The Confederate flag in common usage today is simply this flag rendered as a rectangle, with the same proportions as the U.S. flag.
In neither case is it meant to represent the government of the CSA.
Uh, what? I’ve talked to lots of people who explicitly intend it to represent the government of the CSA.
The government of the CSA, as opposed to the South itself, or rebellion in general? If you say so. That’s not been my experience, however.
Your premise is false. Lincoln still has a lot to answer for about the War of Northern Aggression.
Oh, ferchrissake, you’re not one of them, are you. Please tell me this was a whoosh.
This “War of Northern Aggression” thing is revisionist poppycock. Ya’ll shot first, making the South the aggressor. While I believe the Northern states should have let the South go and become the third-world cesspool its leaders had their hearts set on, they did kick a much bigger dog and so got what was coming them.

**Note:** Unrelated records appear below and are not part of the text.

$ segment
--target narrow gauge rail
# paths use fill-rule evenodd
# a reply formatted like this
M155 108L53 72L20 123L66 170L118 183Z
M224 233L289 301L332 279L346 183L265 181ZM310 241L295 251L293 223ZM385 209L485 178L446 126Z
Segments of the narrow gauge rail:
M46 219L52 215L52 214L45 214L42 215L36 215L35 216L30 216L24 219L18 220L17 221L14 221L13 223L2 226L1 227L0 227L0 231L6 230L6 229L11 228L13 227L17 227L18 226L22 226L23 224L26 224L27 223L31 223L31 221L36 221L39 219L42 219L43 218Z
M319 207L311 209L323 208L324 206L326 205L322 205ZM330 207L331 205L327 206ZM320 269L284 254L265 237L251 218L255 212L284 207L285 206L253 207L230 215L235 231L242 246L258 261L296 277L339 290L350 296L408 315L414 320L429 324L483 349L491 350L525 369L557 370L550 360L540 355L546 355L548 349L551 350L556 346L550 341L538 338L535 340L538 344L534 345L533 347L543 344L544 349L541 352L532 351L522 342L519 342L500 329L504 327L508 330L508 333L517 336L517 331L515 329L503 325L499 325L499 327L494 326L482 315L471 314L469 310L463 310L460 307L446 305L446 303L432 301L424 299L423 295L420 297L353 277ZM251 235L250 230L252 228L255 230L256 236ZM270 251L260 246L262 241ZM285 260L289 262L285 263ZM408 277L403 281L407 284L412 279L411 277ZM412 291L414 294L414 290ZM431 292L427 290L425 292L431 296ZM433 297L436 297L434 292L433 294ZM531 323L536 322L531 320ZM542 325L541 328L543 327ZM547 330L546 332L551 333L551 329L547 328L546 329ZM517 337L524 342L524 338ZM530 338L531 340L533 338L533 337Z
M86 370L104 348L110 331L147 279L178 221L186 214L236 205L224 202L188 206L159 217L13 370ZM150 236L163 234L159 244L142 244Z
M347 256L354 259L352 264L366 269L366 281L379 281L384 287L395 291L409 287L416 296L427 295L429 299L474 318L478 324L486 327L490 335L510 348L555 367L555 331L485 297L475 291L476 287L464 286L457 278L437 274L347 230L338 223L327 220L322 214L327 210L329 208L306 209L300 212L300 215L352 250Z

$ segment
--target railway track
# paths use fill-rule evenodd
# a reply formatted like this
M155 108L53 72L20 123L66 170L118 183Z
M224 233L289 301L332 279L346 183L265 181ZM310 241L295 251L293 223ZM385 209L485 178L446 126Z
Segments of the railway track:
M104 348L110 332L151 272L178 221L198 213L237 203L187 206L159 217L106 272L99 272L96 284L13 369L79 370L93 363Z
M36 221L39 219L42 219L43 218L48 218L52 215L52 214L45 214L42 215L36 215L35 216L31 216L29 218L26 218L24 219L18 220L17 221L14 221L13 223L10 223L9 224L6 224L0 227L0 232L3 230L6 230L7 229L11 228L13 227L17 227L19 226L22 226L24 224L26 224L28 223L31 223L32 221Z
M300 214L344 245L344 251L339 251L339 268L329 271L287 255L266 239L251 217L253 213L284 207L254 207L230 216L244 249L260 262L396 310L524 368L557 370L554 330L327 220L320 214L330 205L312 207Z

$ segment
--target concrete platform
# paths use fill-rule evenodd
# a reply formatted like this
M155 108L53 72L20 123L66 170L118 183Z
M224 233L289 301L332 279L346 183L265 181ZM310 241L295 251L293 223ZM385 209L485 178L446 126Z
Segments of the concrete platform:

What a silly ass idea. What color is your sky?
The USA troops were on CSA land.
The slavers were not traitors.
That first amendment stuff is pretty nasty, isn’t it.
The war wasn’t about slavery-it was about secession and Lincoln extending/insuring Federal rule, and the supremacy of the USA constitution.
The revisionism is on your part, my friend. The South had seceded. The North invaded to resupply Fort Sumter, and the South fired. The first shot was fired by the South, true, but in response to an invasion from the North’s supply boats.
You’d say wrong, then. The enemies of the Late Unpleasantness are dead, so, it is impossible to give aid and comfort to them.
Well, considering they were traitors in the first place who were determined to continue OWNING OTHER HUMAN BEINGS, I hardly feel particularly sorry for them. Wish we’d executed every general and Confederate government official instead of coddling them, though.